According to “U.S. Fire Loss for 2009,” a newly released report from the National Fire Protection Association (NFPA), an estimated 3,010 deaths occurred in 2009, representing a decrease of 9.3 percent from 2008. About 85 percent of all fire deaths occurred in the home.

Firefighters in the United States responded to 1,348,500 fires, of which 480,500 occurred in structures and 868,000 took place outside of structures. Among structure-related fires, which decreased 6.7 percent from 2008, 377,000 (78 percent) were in residential structures, and 103,500 happened in non-residential structures.

“The reduction in fire related deaths in residential occupancies as reported by NFPA is proof that the inclusion of properly operating smoke alarms and smoke detectors serves the intended purpose of increasing life safety in residential occupancies,” Larry Mann, chairman of the Fire-Life Safety Committee, Electronic Security Association told SDM. “When these devices are installed properly and maintained according to the fire alarm code they are effective and will continue to reduce fatalities as their use increases.”

Report author Stephen G. Badger writes, “Smoke alarms have been proven effective in reducing the risk of death in home fires. The most effective arrangement is to use interconnected multiple-station smoke alarms that are supplied by hard-wired AC power with a battery backup. These should be located outside each sleeping area, on each level, and in each bedroom.” He adds information on testing smoke alarms and replacing batteries and points out that NFPA recommends monthly testing of residential smoke alarms.

“Independent studies have compared both smoke alarms installed by electrical contractors, which are usually ionization type, and smoke detectors installed by alarm contractors, which are usually the photoelectric type, and found that the speed of detection between the devices is only seconds,” Mann relates. “Either device will increase the life safety of the occupants in the protected building by the early detection of fire conditions and the onsite notification of the occupants.”

The NFPA report also examined the incidence of catastrophic, multiple-death fires, assigning 21 of the total 1,348,500 fires to this category. These are “defined as a fire or explosion in a home or apartment with five or more fire-related deaths; or a fire or explosion in all other structures, as well as outside of structures (such as wildfires and vehicle fires), that claimed three or more lives,” per the report. According to the report, 2009 had the second-lowest number of such fires in the past 10 years, which occurred principally in structures without functional smoke detectors and alarms. The year may have gotten off to an ominous start with a New Year’s Day fire that killed six people and injured three, but at 103, the number of catastrophic fire-related deaths in 2009 is the lowest ever recorded, NFPA said. The highest incidence of multiple-death fires occurred in residences, as it has in previous years. In 2009, there were 10 such fires, nine in single-family homes and one in an apartment building. There were 59 deaths in catastrophic residential multiple-death fires in 2009; 25 were children under six years old.

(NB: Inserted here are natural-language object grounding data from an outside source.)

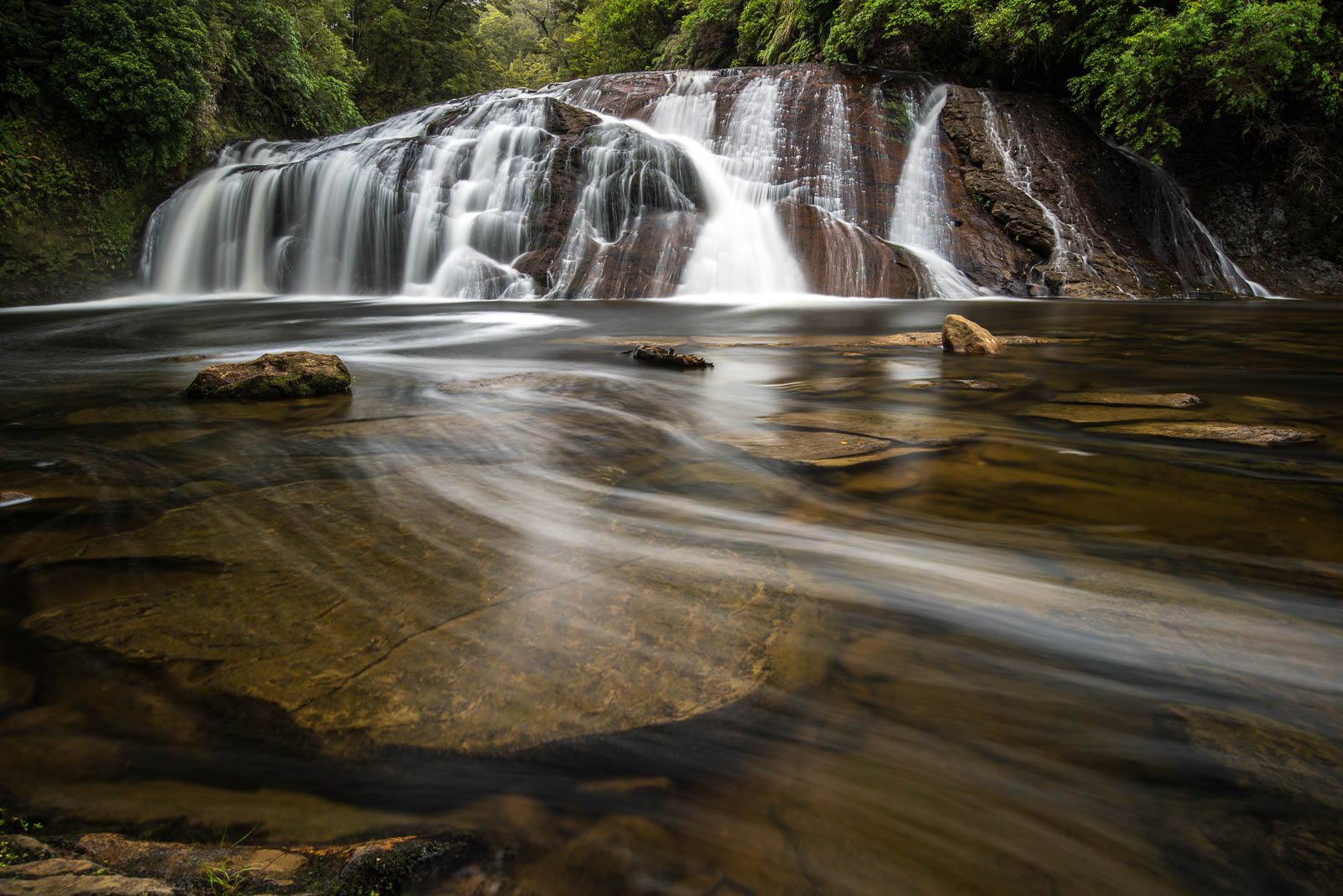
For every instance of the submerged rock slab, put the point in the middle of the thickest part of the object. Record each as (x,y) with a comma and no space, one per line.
(420,624)
(900,428)
(1213,431)
(964,336)
(1135,399)
(1100,414)
(288,374)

“The price of including fire detection and reporting systems in our living environment is minor when it is weighted against a single human life, especially when that person may be a friend or family member,” Mann believes.

Of the 10 residential structure fires, only one structure had a confirmed operational smoke alarm. Of the six that had information about the presence and functionality of automatic smoke detection equipment, only three structures were equipped. One of those smoke alarms did not operate, the second’s performance was unknown, and the third was functional. There was no available information about why there was no evacuation in the home that had the working alarm. The other three structures did not have smoke alarms; 18 deaths resulted from those fires including nine children under age six.

The report points out that, “all but one of the fires broke out between the hours of 11 p.m. and 7 a.m.” Minimizing the threat of night-time fires is one of the principal functions of smoke alarm systems. Mann explains that, “The advantage of having the system style smoke detector comes from the added benefit of a 24-hour monitoring service to provide the appropriate notification to the responding authorities and the service contract for the NFPA-recommended inspection and testing to insure functionality of the system.”

Five catastrophic fires took place in non-residential structures in 2009, including a homeless shelter, group home, boarding house, refinery gasoline storage tank and a food preparation plant. Three of them had information on fire detection equipment. One structure — a boarding house — had operational heat detectors and smoke alarms which warned occupants. Another property had a smoke alarm system that was rendered inoperable by an explosion. A third did not have smoke detection equipment.

The full report by NFPA and more fire statistics are available on the NFPA website.